The Tintin Rocket: A worldwide exclusive in Angoulême
On Monday, February 19, 2001, Jacques Bobe, President of Magelis and Nick Rodwell, Deputy Administrator at Moulinsart S.A. signed an agreement governing the contractual terms for the construction and operation of the Tintin Rocket in Angoulême. A worldwide exclusivity, the rocket, 50m high, standing next to its assembly tower, will be erected in Angoulême on a site called “Les Trois Chênes”, in the center of “Village Magelis”. “This is a real challenge which will thrill all Tintinophiles and Tintinologues of the world”, said Nick Rodwell about the project. The scenario, created by the JFTL consulting firm, exploits and faithfully reproduces the themes, iconography, décors, ambiance and characters created by Hergé in both Destination Moon (1953) and Explorers on the Moon (1954) albums which, 15 years before Apollo XI astronauts, allowed Tintin and his companions to set foot on the moon.Although the rocket is the focal point of the project, this is in the assembling tower that the preparation and the journey to the moon will take place.The tower, with its 10 levels (46m high) and 2060m2, provides the initiation path transporting the visitors from the real world to a world of imagination by way of a chronological progression. Through the recounting of the space adventure, the creation of Hergé’s albums as well as the reproduction of a rocket’s environment, this path will lead all the way to a flight to the moon, simulated in a dynamic theater.

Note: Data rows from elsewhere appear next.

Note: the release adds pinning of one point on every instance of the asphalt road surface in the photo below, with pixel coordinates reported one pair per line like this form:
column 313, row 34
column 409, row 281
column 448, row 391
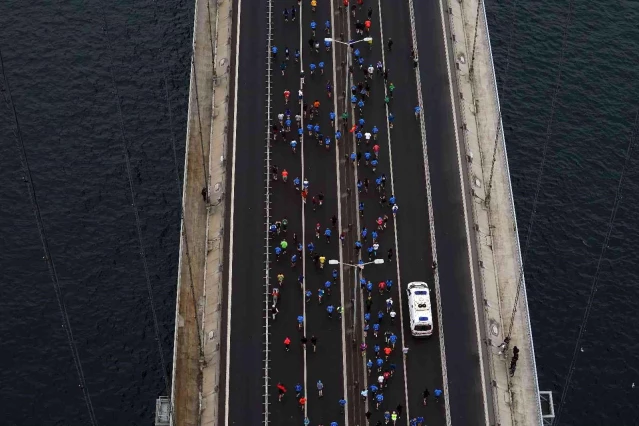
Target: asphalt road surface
column 338, row 361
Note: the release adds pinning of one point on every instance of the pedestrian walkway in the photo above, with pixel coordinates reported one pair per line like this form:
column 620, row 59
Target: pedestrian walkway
column 196, row 365
column 515, row 398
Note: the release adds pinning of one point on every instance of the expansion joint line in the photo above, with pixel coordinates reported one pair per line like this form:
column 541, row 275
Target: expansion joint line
column 267, row 212
column 431, row 216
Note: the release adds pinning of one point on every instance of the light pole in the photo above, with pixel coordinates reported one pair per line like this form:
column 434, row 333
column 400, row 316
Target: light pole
column 348, row 43
column 360, row 266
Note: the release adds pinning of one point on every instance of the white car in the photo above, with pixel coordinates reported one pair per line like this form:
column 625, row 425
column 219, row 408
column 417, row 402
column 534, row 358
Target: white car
column 419, row 309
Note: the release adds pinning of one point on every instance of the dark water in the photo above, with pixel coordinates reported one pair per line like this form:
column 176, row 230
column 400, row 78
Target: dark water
column 592, row 125
column 57, row 63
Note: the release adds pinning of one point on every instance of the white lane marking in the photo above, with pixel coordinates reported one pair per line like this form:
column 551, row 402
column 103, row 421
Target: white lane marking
column 303, row 218
column 399, row 280
column 267, row 207
column 232, row 221
column 339, row 215
column 356, row 192
column 431, row 218
column 470, row 254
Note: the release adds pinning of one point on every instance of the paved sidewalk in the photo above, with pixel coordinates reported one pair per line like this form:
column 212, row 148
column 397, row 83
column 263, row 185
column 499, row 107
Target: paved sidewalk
column 515, row 399
column 196, row 357
column 211, row 324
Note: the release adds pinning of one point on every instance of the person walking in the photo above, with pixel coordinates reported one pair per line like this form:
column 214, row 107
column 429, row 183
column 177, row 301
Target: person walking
column 437, row 393
column 281, row 390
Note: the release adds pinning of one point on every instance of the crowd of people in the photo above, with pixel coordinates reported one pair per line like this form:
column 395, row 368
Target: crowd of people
column 379, row 346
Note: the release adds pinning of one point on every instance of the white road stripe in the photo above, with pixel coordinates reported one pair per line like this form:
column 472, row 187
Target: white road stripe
column 339, row 215
column 232, row 221
column 399, row 280
column 303, row 218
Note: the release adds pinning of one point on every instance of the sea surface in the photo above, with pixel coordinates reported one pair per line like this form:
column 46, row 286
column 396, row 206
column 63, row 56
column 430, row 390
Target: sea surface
column 591, row 125
column 58, row 57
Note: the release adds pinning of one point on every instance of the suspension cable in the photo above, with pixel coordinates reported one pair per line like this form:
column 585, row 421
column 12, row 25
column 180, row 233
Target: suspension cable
column 134, row 206
column 595, row 280
column 66, row 322
column 540, row 174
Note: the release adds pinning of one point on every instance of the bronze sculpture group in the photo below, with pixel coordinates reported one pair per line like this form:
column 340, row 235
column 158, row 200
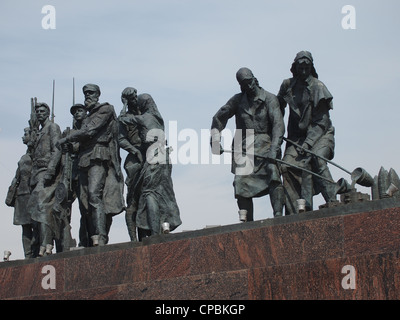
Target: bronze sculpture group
column 84, row 163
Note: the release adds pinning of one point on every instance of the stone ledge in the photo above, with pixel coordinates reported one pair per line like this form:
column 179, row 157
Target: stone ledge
column 293, row 257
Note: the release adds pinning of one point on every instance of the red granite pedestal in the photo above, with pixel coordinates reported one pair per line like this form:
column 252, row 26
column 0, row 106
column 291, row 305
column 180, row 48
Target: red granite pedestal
column 304, row 256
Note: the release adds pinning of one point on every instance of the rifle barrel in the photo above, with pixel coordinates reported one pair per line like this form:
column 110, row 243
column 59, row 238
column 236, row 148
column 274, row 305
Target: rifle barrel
column 317, row 155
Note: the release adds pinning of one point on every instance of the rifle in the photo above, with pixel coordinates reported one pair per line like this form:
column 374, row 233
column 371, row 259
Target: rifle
column 52, row 104
column 33, row 123
column 287, row 164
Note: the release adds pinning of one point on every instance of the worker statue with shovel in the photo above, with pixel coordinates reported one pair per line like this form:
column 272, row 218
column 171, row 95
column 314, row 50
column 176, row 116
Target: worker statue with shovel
column 310, row 135
column 259, row 132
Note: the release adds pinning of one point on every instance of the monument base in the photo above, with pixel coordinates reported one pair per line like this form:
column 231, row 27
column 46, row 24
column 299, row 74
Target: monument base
column 346, row 252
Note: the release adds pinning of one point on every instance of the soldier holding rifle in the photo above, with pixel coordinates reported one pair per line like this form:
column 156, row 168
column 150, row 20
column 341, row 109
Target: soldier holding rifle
column 309, row 129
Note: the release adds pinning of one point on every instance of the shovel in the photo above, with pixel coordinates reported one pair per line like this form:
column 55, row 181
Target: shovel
column 359, row 175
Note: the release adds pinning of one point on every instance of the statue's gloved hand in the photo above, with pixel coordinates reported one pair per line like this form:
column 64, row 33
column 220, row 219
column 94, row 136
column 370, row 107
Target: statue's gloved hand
column 47, row 179
column 304, row 147
column 216, row 147
column 61, row 142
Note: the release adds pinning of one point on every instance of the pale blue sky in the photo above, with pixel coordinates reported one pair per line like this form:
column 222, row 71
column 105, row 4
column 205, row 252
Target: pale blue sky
column 185, row 54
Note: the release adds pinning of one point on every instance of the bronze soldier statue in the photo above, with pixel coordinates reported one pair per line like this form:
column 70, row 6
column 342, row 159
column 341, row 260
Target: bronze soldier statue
column 157, row 204
column 260, row 123
column 45, row 177
column 18, row 197
column 130, row 141
column 310, row 128
column 101, row 180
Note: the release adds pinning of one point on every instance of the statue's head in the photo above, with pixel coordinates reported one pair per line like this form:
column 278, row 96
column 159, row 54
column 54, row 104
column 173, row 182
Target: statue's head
column 129, row 96
column 92, row 94
column 42, row 111
column 78, row 111
column 26, row 138
column 303, row 65
column 248, row 83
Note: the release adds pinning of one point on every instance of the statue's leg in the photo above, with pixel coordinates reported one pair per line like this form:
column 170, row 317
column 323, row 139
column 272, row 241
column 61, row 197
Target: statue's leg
column 96, row 181
column 246, row 204
column 277, row 198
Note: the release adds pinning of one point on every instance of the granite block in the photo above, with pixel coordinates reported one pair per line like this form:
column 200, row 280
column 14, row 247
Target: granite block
column 307, row 240
column 214, row 286
column 105, row 269
column 31, row 279
column 170, row 259
column 372, row 232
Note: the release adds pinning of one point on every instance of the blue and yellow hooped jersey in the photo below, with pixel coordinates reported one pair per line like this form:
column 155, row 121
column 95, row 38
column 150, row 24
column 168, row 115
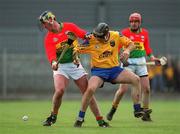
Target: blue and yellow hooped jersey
column 105, row 54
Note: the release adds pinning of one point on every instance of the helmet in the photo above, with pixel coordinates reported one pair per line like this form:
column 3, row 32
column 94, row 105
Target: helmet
column 46, row 16
column 101, row 30
column 135, row 16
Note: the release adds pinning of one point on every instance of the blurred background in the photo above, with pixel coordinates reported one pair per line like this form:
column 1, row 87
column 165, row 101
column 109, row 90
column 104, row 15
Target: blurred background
column 24, row 70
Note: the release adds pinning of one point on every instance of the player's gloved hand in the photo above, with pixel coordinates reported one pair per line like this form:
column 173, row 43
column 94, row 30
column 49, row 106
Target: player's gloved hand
column 156, row 60
column 124, row 56
column 125, row 63
column 54, row 65
column 71, row 37
column 76, row 59
column 88, row 35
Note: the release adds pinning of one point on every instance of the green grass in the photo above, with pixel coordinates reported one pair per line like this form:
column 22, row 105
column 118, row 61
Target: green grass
column 166, row 119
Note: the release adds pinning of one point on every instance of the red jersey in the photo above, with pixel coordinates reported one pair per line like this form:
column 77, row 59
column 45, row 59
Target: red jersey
column 141, row 40
column 54, row 42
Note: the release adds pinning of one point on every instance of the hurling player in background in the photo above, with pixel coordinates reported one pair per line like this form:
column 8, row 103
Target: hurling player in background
column 140, row 37
column 60, row 44
column 103, row 48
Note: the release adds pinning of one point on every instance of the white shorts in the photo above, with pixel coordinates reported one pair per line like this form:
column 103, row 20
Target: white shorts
column 70, row 70
column 138, row 70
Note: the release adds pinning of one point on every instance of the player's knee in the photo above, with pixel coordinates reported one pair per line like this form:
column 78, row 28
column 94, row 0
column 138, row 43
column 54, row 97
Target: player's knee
column 136, row 79
column 59, row 92
column 90, row 90
column 146, row 89
column 122, row 90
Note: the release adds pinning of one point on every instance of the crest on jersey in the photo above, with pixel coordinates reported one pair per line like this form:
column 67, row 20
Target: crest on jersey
column 112, row 43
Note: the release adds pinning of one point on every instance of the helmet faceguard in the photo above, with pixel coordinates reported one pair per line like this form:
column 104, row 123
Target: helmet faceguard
column 101, row 30
column 135, row 17
column 46, row 16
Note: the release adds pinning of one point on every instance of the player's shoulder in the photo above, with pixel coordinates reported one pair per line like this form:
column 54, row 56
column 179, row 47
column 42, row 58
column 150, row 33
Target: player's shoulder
column 125, row 30
column 144, row 30
column 67, row 24
column 114, row 33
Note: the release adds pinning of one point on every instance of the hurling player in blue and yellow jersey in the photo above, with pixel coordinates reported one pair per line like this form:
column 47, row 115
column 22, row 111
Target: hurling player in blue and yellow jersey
column 103, row 48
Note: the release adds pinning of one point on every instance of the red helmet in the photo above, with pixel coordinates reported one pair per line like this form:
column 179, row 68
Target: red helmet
column 135, row 16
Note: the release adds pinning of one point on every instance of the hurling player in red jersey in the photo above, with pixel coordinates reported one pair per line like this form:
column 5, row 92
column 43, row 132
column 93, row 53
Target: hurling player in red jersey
column 61, row 35
column 140, row 38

The platform supporting the rocket and its tower are linked to a base inspired by the buildings found in the albums.Beyond the economic development promoting the establishment of imaging companies as well as the creation of a breeding ground for high-level professionals, Magelis has the ambition to create a space for the public dedicated to educational and interactive discovery: “The rocket represents the foundation of a larger course devoted to themes from comics, animated cartoons, cinema and, in general, imaging technologies. It’s a major tourist attraction, capable of channeling tens of thousands of visitor in our Charente region” said Jacques Bobe.A symbol of art and technology as well as an encounter between comics and scientific imagination, the rocket should be ideally inaugurated in 2004.Alexandra Tholance Conseil o 06 80 25 52 39
Tintin Rocket: the scenario-
The project conceived by the consulting firm JFTL is composed of three parts:-
The launching pad, that is the base supporting the rocket and its assembly tower. The tower, linked to a dynamic movie theater contains the scenographic course and provides access to the rocket through foot bridges,-
The Base and its 3 pavilions,
- The Reception area with restaurants and boutiques.

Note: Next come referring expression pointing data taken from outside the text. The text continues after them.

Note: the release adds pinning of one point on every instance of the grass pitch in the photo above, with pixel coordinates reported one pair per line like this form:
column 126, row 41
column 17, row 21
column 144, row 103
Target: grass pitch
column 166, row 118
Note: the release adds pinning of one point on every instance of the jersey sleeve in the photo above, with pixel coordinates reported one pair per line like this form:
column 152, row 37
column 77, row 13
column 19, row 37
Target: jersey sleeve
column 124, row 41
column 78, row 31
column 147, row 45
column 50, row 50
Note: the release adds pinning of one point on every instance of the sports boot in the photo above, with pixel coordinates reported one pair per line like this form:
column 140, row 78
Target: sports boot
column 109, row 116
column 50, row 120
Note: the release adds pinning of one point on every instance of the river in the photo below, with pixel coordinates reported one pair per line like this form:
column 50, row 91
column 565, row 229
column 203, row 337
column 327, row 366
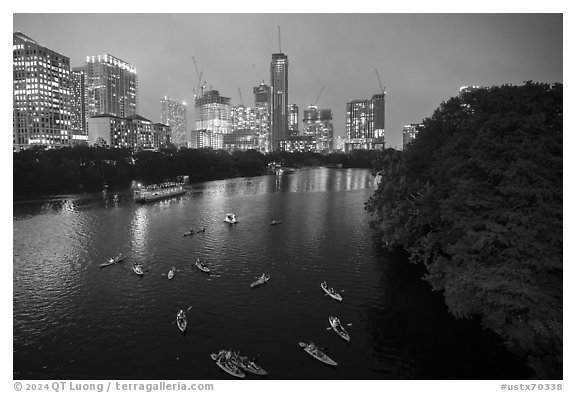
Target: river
column 73, row 320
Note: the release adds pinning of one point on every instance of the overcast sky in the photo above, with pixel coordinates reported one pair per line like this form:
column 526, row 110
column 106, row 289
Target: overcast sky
column 422, row 59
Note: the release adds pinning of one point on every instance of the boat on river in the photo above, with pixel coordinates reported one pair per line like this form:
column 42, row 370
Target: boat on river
column 137, row 268
column 223, row 360
column 202, row 266
column 181, row 321
column 316, row 353
column 155, row 192
column 114, row 260
column 338, row 328
column 331, row 292
column 231, row 218
column 263, row 279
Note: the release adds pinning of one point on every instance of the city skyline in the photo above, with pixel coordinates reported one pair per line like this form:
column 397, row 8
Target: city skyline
column 422, row 59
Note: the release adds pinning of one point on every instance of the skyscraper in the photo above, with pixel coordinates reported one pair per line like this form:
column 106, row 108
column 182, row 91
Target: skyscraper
column 173, row 114
column 111, row 86
column 318, row 125
column 41, row 100
column 279, row 99
column 78, row 102
column 293, row 122
column 213, row 112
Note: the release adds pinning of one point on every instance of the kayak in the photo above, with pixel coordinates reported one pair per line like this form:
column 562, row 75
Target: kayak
column 316, row 353
column 262, row 280
column 338, row 328
column 181, row 321
column 227, row 365
column 137, row 269
column 249, row 366
column 114, row 260
column 330, row 291
column 202, row 267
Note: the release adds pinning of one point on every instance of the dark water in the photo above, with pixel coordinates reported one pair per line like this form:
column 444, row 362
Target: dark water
column 73, row 320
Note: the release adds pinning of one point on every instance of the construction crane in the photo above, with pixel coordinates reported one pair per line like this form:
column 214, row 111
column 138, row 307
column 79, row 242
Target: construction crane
column 383, row 89
column 318, row 98
column 240, row 94
column 279, row 41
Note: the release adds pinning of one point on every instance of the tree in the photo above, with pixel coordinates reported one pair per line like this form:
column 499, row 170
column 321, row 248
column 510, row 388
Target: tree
column 477, row 198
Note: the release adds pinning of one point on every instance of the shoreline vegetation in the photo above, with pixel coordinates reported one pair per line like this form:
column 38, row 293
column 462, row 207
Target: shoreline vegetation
column 476, row 198
column 40, row 172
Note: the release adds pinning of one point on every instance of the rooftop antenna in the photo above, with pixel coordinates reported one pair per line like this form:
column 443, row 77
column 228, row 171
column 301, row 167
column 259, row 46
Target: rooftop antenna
column 241, row 100
column 380, row 83
column 279, row 41
column 318, row 98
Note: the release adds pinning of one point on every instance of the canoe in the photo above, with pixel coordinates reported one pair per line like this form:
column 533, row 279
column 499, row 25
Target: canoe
column 316, row 353
column 249, row 366
column 262, row 280
column 331, row 292
column 227, row 366
column 137, row 268
column 202, row 267
column 338, row 328
column 114, row 260
column 181, row 321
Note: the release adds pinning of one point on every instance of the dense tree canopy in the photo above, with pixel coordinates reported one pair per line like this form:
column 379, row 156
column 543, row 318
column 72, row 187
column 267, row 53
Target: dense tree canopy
column 477, row 198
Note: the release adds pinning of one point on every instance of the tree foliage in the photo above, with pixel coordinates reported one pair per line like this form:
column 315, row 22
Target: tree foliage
column 477, row 199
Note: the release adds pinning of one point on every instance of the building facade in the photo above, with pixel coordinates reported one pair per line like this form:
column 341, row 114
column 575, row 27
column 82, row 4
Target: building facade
column 318, row 125
column 111, row 86
column 409, row 132
column 213, row 113
column 79, row 126
column 133, row 132
column 293, row 120
column 279, row 100
column 173, row 113
column 42, row 111
column 365, row 123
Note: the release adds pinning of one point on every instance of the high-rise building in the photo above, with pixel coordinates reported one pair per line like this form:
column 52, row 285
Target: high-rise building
column 133, row 132
column 262, row 96
column 173, row 114
column 213, row 112
column 279, row 99
column 293, row 122
column 256, row 120
column 365, row 123
column 318, row 125
column 378, row 103
column 111, row 86
column 78, row 125
column 41, row 100
column 409, row 133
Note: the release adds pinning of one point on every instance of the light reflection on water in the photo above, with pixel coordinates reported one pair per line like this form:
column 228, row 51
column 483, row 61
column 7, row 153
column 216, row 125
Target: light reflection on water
column 69, row 314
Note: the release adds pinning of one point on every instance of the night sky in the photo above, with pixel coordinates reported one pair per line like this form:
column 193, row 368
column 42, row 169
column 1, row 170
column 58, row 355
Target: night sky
column 422, row 59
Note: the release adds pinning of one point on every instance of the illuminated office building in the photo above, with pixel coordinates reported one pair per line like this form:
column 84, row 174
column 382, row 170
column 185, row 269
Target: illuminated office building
column 409, row 133
column 133, row 132
column 279, row 100
column 111, row 86
column 213, row 113
column 293, row 122
column 318, row 124
column 41, row 95
column 173, row 114
column 79, row 127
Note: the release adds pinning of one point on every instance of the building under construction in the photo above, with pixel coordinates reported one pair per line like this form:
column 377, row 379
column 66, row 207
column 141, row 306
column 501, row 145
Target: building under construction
column 213, row 112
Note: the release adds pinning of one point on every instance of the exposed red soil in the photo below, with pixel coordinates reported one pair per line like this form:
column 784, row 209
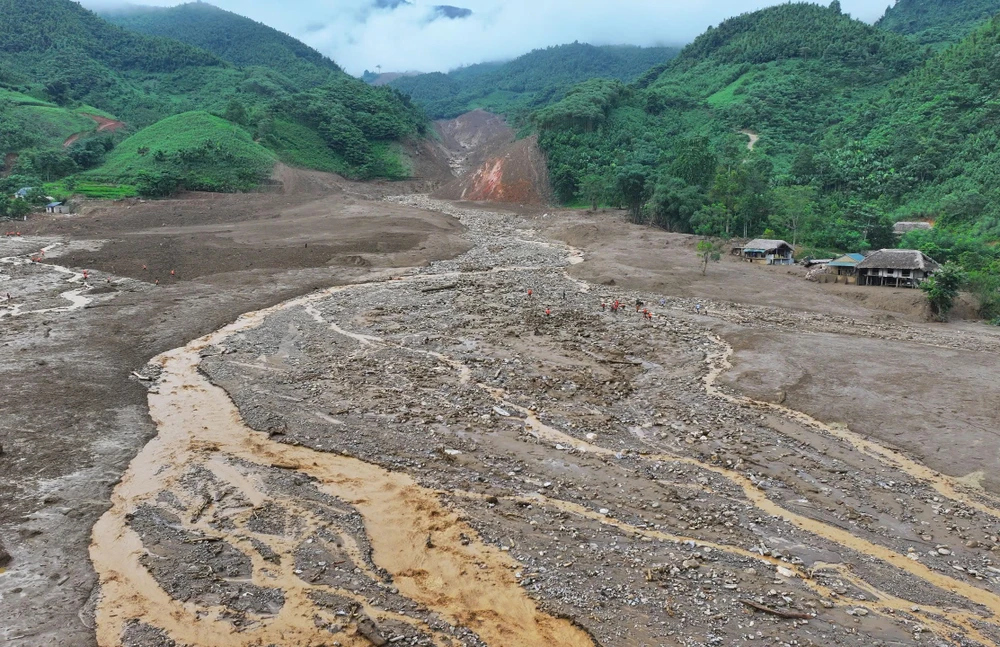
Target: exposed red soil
column 518, row 174
column 103, row 125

The launching pad: the Rocket and its Tower Both Destination Moon and Explorers on the Moon provide the unique theme to this area.The launching pad supports both the rocket and the tower over a 8250m2 area. As a reminder of the albums, it will be made of a sand color cement and its design will remain simple: the jeep, crates..

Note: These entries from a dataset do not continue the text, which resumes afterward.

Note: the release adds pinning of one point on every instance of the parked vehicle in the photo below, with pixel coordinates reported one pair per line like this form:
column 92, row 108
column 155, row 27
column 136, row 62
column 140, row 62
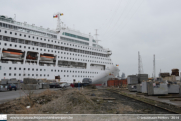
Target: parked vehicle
column 87, row 80
column 64, row 85
column 11, row 87
column 54, row 85
column 3, row 88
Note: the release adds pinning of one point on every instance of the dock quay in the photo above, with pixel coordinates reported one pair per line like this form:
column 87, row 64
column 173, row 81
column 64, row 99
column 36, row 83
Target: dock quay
column 169, row 102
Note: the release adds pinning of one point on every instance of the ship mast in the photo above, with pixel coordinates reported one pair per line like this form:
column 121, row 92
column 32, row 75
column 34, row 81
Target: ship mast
column 58, row 22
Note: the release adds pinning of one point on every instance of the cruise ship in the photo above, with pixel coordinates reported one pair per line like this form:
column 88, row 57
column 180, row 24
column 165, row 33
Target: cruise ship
column 28, row 51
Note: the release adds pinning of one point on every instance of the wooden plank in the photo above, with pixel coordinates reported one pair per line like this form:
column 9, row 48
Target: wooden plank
column 109, row 98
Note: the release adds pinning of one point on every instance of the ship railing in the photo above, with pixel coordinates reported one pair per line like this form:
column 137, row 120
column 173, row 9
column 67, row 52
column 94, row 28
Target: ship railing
column 27, row 25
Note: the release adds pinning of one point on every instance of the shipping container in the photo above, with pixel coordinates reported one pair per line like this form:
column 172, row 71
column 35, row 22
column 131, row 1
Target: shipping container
column 116, row 83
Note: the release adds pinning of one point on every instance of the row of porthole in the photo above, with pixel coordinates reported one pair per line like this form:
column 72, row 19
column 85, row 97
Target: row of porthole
column 48, row 75
column 55, row 52
column 58, row 42
column 56, row 70
column 33, row 48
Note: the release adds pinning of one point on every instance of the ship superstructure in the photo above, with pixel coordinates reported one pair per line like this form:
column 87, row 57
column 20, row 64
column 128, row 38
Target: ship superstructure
column 31, row 51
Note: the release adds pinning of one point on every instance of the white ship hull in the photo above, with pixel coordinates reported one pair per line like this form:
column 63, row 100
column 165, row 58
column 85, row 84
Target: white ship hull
column 10, row 55
column 46, row 59
column 72, row 54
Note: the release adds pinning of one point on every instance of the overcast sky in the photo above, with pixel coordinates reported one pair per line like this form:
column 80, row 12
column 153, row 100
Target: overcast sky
column 124, row 26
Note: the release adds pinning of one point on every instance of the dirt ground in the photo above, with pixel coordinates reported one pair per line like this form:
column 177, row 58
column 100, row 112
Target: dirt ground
column 75, row 101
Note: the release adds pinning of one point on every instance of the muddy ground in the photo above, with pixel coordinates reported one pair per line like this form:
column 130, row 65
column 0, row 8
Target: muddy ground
column 74, row 101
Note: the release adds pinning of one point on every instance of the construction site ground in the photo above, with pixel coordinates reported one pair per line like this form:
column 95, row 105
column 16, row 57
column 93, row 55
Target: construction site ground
column 78, row 101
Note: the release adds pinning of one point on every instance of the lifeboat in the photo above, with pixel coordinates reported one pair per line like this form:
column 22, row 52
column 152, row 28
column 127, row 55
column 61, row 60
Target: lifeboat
column 11, row 54
column 30, row 57
column 46, row 58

The Tintin Rocket, founding elementof The Espace Découverte
Subject to 3 studies performed in parallel, the construction project takes into account an area including the ESI (Ecole Supérieure de l’Image) and the CNBDI (Centre National de la Bande Dessiné et de l’Image) as well as constraints inherent to the potential flooding of the site. Stringent specifications were imposed in regard to the construction of the facilities (zoning, professional real estate, parking space …) as well as the communications between the area and the city center. Due to constraints imposed by the zoning administration as well as the risks of flooding, the original plan had to be modified. As a result, the Espace Découverte had to be relocated and a new “bipolar” concept was proposed, both sites being linked by boat.
On one side, at the heart of the project, we find the “Cité Magelis” with the CNBDI (Centre National de la Bande Dessinée et de l’Image), training centers, animation studios and the Magelis headquarters. This area will attract urbanites as well as imaging technologies enthusiasts. It will also benefit from the renovation of the Musée de la Bande Dessinée (Comics Museum) and the creation of the Bibliothèque de l’Image (Image Library) as well as the Centre d’Interpetation des nouvelles images (Center for the Interpretation of new imaging), both located on each side of the CNBDI. On the right bank of the Charente river, collections of cinematographic material will be exhibited within wine storehouses.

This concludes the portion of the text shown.